HC Deb 25 May 1848 vol 98 cc1409-13

MR. BANKES: I have to ask the noble Lord the Secretary for Foreign Affairs whether he is prepared now to lay on the table of the House any further papers relative to the late transactions in Spain, which have terminated in the order for our Ambassador to quit the Court of Madrid within eight-and-forty hours?

VISCOUNT PALMERSTON: I have already laid certain papers connected with the subject upon the table of the House, and it is my intention to lay upon the table certain other papers. The further selection I have made is in the hands of the printer. I shall not be able to produce them to-night; but I hope that they will be ready by to-morrow. Such of those papers as consist of despatches from Sir Henry Bulwer, received previously to the date of the instructions of the 16th of March, with two notes which passed between him and the Duke of Sotomayor relative to a per- sonal question, I have not already presented, the more especially as an explanation was in progress respecting them.
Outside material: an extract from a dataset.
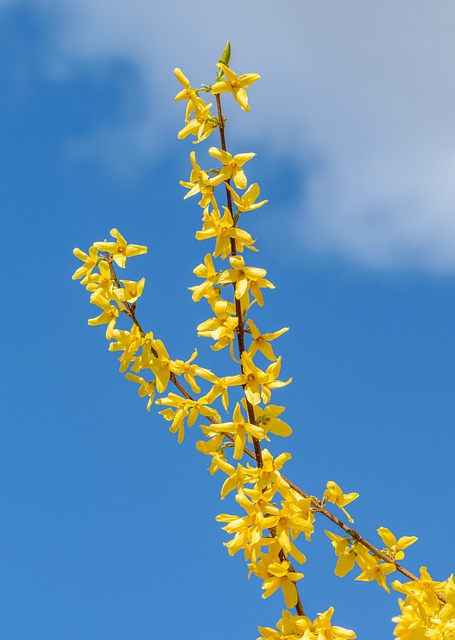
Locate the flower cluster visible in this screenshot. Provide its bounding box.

But I have given directions for the printing of some other correspondence between the date I have specified, and that at which the notice was received, ordering Sir Henry Bulwer to quit Madrid. These papers will be included in the correspondence.

MR. BANKS S: I have received an intimation on the part of Sir Henry Bulwer to the effect that he is apprehensive, should my Motion be brought on to-morrow, that the discussion will be disadvantageous for him. I beg to state that my intention was in no degree to reflect, in bringing forward this question, on the conduct of our Ambassador at the Court of Madrid. My intention was only to raise the question relating to the instructions which he has received, and it was my purpose to confine my attention to the correspondence laid upon the table extending to the 20th of April. Up to that period the conduct of our Ambassador had received the full and entire approbation, not only of the noble Lord the Secretary for Foreign Affairs, but of the whole of the Cabinet. It is, therefore, in my view of the case, in no way affecting the character of the Ambassador at the Court of Madrid that the House of Commons should pronounce an opinion as to the instructions which he obeyed. I understand, however, from the noble Lord the Foreign Secretary, that certain communications are to be laid before us of a date prior to these instructions. These papers may alter the view of the case which I shall take, although I am not aware that they will. The conduct of the Ambassador was without impeachment up to the date of which I have spoken; but as I am aware that a debate when commenced is not always carried on according to the views and in the tone of the person commencing it, I cannot say but that in the course of such a debate the conduct and character of Sir H. Bulwer might be called in question. Understanding, then, that such is also the feeling of that Gentleman, I of course cannot but yield to it, as communicated to me, forming in fact, as it does, the wish of one Gentleman with respect to the course to be pursued by another. I shall, therefore, postpone my Motion until the next day of supply, leaving, however, my notice as it stands upon the Paper. If, however, the noble Lord at the head of the Government will give me a day for bringing this great and interesting question for- ward, that, I should say, is a fit mode of considering a topic of such gravity as this has become. I, a humble Member, can have no other opportunity but that of which I have availed myself; but if a day be given to me, I could more readily bring forward the question than in the other way.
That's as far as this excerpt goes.